Hacker News new | ask | show | jobs
by tobrien6 1727 days ago
Amazon's Opensearch (fork of Elasticsearch) natively supports vector-based approximate KNN (using https://github.com/nmslib/nmslib/) which is integrated with Opensearch's native filtering functionality. Elasticsearch also has similar functionality, but I don't know if their KNN code scales quite as well.
1 comments

Opensearch only supports "pre-filtering" or "post-filtering," which leads to either high latency or incomplete results, as explained in the article.

This is why single-stage filtering was the most-requested feature for us.

From the Opensearch docs:

> You should not use approximate k-NN if you want to apply a filter on the index before the k-NN search, which greatly reduces the number of vectors to be searched.

> Because the graphs are constructed during indexing, it is not possible to apply a filter on an index and then use this search method. All filters are applied on the results produced by the approximate nearest neighbor search.

> If you use the knn query alongside filters or other clauses (e.g. bool, must, match), you might receive fewer than k results.

(https://opensearch.org/docs/search-plugins/knn/approximate-k...)

I know Elasticsearch is working on introducing vector search but it is not yet available. I don't know how they will support filtering.

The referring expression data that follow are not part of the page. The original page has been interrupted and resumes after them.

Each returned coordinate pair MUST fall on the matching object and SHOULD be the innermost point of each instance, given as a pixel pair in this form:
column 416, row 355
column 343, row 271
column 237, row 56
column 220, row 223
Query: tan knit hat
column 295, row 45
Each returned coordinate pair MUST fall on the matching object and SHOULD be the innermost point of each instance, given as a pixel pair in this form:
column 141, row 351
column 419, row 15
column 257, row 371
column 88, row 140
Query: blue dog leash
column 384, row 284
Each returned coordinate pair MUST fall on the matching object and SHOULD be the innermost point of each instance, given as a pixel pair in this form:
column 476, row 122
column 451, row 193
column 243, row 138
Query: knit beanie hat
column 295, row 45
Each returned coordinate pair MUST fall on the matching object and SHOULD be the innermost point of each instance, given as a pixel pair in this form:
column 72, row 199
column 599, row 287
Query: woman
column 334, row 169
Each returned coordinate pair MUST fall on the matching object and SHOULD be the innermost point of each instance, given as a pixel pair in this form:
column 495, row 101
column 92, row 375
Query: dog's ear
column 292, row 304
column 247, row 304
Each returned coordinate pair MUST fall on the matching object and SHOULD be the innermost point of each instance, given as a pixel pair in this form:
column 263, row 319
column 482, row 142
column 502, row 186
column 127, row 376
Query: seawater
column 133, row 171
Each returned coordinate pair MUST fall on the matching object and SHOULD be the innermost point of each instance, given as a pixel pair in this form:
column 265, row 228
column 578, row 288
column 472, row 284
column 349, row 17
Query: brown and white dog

The approximate kNN is quite nice for many use cases, and scales to billions of documents. However, you're correct that filtering happens on the results. This is only an issue in certain use cases where filtering is very narrow, as you can often just request much higher k than the number of results you really need without much slowdown.

If the filtering is very narrow, as you commented they also provide functionality to perform pre-filtering and then exact kNN on the results. This is of course higher latency, but still quite acceptable for many use cases (this is how I use it).

I believe there are use cases that Pinecone addresses better than Opensearch, but I want to let people know that there is a free, open-source solution which _may_ also work for their use case.

Elasticsearch does currently support vector search through script score using dense vector fields, however I suspect they are still working on improving it and I prefer the Opensearch implementation for the time being https://www.elastic.co/guide/en/elasticsearch/reference/curr...